Jim Switzer, head of credit trading at AB, cited personnel as the most important ingredient, in light of the evolution of the buy-side trading function from a clerical execution role to a dynamic, risk-taking role.

“Today, buy-side traders are ‘price makers’ for their firms,” Switzer told Markets Media. “With sell-side balance sheets dramatically reduced, trading flow has reversed: dealers come to the buy-side now to ask us to determine a price, take on the risk, and redistribute that risk within our portfolios.”

“AB identified this trend early on and recognized that doing that well would require a completely different trading mindset and skillset. So we began investing in our traders,” Switzer continued. “AB traders today not only have a lot of trading experience, but they also, importantly, have a risk-taking mindset. We also look for the ability for our traders to teach and mentor.”

Jim Switzer, AB

AB, which manages about $250 billion in fixed income, has earned praise for ‘punching above its weight’ in institutional circles. The trading operation does well to seamlessly move execution and run an open portfolio in terms of internal systems interacting with external systems. AB is the 2016 Markets Choice Award winner for Best Buy-Side Fixed Income Trading Desk.

Regarding integration, Switzer said AB has committed to portfolio management, quantitative and fundamental research, and trading acting as one team. This leverages the diverse perspectives of each function for the benefit of the client, for example by better positioning AB to act rather than react in identifying and exploiting market inefficiencies.
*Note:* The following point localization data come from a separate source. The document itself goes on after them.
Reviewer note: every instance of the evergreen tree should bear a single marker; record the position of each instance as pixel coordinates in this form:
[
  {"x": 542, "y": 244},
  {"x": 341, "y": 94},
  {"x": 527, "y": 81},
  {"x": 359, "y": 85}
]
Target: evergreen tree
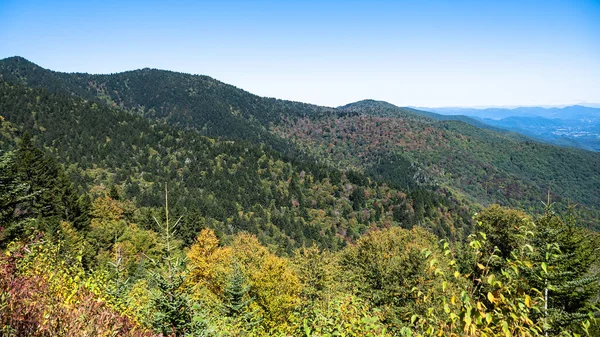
[
  {"x": 236, "y": 293},
  {"x": 12, "y": 192},
  {"x": 567, "y": 254}
]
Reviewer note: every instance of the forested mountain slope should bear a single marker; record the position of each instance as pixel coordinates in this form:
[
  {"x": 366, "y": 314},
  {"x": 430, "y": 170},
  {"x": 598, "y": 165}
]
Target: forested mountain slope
[
  {"x": 230, "y": 186},
  {"x": 404, "y": 147},
  {"x": 377, "y": 242},
  {"x": 486, "y": 165},
  {"x": 191, "y": 101}
]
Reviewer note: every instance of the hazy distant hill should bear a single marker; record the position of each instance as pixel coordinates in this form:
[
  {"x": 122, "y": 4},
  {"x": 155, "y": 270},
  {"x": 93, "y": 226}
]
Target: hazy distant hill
[
  {"x": 480, "y": 163},
  {"x": 576, "y": 126},
  {"x": 410, "y": 149}
]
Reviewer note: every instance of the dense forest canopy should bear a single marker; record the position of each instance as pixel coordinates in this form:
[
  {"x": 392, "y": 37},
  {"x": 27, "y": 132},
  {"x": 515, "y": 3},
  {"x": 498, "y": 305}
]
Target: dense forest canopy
[{"x": 155, "y": 203}]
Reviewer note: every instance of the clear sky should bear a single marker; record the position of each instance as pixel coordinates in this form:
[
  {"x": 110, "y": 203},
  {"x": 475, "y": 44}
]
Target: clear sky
[{"x": 418, "y": 53}]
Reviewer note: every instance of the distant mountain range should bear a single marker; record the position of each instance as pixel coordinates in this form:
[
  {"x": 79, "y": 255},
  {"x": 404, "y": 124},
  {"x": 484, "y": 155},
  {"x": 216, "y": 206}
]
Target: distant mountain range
[
  {"x": 368, "y": 161},
  {"x": 575, "y": 126}
]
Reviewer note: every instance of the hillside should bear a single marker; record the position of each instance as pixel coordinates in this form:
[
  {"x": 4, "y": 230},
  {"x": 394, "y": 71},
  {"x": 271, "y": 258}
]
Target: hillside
[
  {"x": 481, "y": 164},
  {"x": 309, "y": 221},
  {"x": 573, "y": 126},
  {"x": 401, "y": 146},
  {"x": 230, "y": 186},
  {"x": 202, "y": 103}
]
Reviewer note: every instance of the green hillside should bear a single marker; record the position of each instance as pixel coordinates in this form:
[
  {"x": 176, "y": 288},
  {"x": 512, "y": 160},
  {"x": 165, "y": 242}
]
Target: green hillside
[
  {"x": 484, "y": 165},
  {"x": 152, "y": 203}
]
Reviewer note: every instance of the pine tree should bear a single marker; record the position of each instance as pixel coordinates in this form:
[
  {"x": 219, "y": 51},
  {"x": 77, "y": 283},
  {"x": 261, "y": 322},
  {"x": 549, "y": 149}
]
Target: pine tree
[
  {"x": 236, "y": 293},
  {"x": 12, "y": 193},
  {"x": 567, "y": 254},
  {"x": 174, "y": 313}
]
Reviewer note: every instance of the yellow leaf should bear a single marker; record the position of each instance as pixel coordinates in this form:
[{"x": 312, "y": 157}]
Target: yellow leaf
[{"x": 528, "y": 301}]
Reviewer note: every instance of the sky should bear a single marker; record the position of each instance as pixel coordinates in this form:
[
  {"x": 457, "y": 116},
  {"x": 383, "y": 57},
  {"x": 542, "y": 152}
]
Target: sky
[{"x": 409, "y": 53}]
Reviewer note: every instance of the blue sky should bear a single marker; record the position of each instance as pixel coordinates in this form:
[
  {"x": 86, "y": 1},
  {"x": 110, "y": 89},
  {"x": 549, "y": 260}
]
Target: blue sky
[{"x": 417, "y": 53}]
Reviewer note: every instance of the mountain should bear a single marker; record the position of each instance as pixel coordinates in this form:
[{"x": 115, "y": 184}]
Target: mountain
[
  {"x": 228, "y": 185},
  {"x": 575, "y": 126},
  {"x": 282, "y": 218},
  {"x": 481, "y": 164},
  {"x": 458, "y": 157}
]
AB’s innovation largely pertains to technology. “We are always looking for ways to increase our scale and our efficiency,” Switzer said.
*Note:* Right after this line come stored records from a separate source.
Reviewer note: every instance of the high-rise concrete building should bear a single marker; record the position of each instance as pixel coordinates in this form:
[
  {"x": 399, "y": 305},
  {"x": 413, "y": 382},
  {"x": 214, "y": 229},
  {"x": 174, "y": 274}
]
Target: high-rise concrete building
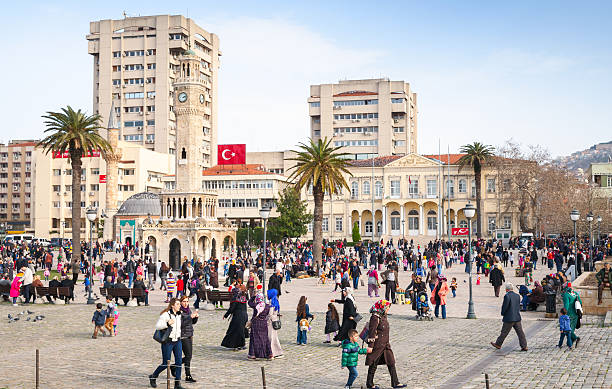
[
  {"x": 135, "y": 64},
  {"x": 367, "y": 117}
]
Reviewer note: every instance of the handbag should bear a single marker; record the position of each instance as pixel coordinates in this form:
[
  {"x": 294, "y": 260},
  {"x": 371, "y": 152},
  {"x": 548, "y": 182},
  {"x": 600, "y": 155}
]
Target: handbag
[{"x": 162, "y": 336}]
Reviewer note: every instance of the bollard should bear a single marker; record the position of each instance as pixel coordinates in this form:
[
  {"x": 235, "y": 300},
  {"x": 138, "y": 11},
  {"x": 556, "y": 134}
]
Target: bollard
[
  {"x": 37, "y": 369},
  {"x": 168, "y": 377},
  {"x": 263, "y": 377}
]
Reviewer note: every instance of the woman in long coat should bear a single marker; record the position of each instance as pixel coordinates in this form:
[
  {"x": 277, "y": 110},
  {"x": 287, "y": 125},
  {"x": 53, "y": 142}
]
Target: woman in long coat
[
  {"x": 259, "y": 342},
  {"x": 234, "y": 337},
  {"x": 379, "y": 348},
  {"x": 348, "y": 314}
]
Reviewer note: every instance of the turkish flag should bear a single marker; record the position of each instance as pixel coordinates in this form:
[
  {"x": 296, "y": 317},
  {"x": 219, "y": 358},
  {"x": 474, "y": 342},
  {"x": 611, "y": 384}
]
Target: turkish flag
[{"x": 231, "y": 154}]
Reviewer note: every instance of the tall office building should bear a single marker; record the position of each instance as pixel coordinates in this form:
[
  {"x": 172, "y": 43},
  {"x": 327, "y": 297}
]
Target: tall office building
[
  {"x": 368, "y": 117},
  {"x": 135, "y": 63}
]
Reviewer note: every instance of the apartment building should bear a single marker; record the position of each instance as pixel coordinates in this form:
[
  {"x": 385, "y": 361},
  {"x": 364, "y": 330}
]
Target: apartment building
[
  {"x": 367, "y": 117},
  {"x": 135, "y": 64},
  {"x": 140, "y": 170},
  {"x": 16, "y": 178}
]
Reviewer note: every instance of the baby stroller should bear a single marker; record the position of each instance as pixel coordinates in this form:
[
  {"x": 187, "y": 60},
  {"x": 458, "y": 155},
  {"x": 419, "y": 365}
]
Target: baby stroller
[{"x": 423, "y": 309}]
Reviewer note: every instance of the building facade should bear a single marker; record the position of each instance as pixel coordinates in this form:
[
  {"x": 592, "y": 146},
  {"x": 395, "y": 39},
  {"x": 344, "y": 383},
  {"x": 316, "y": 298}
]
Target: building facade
[
  {"x": 16, "y": 185},
  {"x": 367, "y": 117},
  {"x": 135, "y": 64}
]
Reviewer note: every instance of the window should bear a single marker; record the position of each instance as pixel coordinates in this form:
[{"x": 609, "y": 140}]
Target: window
[
  {"x": 490, "y": 185},
  {"x": 354, "y": 189},
  {"x": 395, "y": 188},
  {"x": 338, "y": 224},
  {"x": 413, "y": 187},
  {"x": 378, "y": 189},
  {"x": 491, "y": 223},
  {"x": 432, "y": 188},
  {"x": 507, "y": 221},
  {"x": 366, "y": 188},
  {"x": 462, "y": 186}
]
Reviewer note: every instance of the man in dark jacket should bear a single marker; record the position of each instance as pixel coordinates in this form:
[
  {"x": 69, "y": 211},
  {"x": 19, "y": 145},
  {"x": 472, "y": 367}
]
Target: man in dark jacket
[
  {"x": 511, "y": 313},
  {"x": 496, "y": 278}
]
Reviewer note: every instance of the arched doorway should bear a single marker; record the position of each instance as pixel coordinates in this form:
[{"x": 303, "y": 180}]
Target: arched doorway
[
  {"x": 213, "y": 251},
  {"x": 175, "y": 254}
]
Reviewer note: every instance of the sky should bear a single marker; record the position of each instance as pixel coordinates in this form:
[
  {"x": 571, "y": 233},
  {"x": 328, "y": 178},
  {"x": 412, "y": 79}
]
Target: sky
[{"x": 536, "y": 72}]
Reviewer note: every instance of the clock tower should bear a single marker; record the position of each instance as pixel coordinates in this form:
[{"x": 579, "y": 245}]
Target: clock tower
[{"x": 192, "y": 108}]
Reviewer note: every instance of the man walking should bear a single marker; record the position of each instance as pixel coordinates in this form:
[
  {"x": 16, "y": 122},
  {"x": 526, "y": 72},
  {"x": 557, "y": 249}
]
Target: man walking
[{"x": 511, "y": 313}]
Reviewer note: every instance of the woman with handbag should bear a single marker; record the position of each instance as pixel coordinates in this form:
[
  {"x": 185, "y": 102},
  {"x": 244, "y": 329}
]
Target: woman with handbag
[
  {"x": 274, "y": 324},
  {"x": 168, "y": 333}
]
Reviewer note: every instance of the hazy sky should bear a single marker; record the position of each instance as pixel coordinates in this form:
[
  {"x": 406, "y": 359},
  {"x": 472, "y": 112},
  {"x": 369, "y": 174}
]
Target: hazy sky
[{"x": 539, "y": 72}]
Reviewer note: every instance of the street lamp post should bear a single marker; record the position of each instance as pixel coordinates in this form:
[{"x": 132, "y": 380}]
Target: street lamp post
[
  {"x": 92, "y": 214},
  {"x": 264, "y": 212},
  {"x": 575, "y": 215},
  {"x": 469, "y": 211},
  {"x": 590, "y": 220}
]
For example, AB technologists created Automated Liquidity Filtering and Analytics, an in-house liquidity aggregator. “This tool recognizes that there are many electronic platforms out there, and each trader has only one set of eyes,” Switzer explained.

ALFA “consumes information from all of the liquidity pools — MarketAxess, Bloomberg, Tradeweb, Electronifie, Liquidnet, to name a few —  real-time, and then notifies our traders if something is happening in the market that we should be paying attention to,” he said. “We’re also very involved buy-side trading with other buy-side firms, so much so that ‘All-to-All’ platforms are now a Top 10 counterparty for AB.”

AB has 46 locations in 21 countries, and the investment manager uses its far-flung presence to its advantage. “We maximize the benefit of diverse global perspectives by requiring each team to work within a single investment infrastructure and framework, including one single centralized global trading desk,” Switzer said. “This single platform permits us to best leverage our best global thinking and trade ideas across all appropriate client portfolios.”

“All traders on this desk are empowered to go wherever the liquidity and best opportunities are,” Switzer added. “We don’t trade dollar bonds just in the US, and we don’t trade euro and sterling just in Europe. We trade in whatever currency is most attractive and in whatever market is offering the best liquidity.”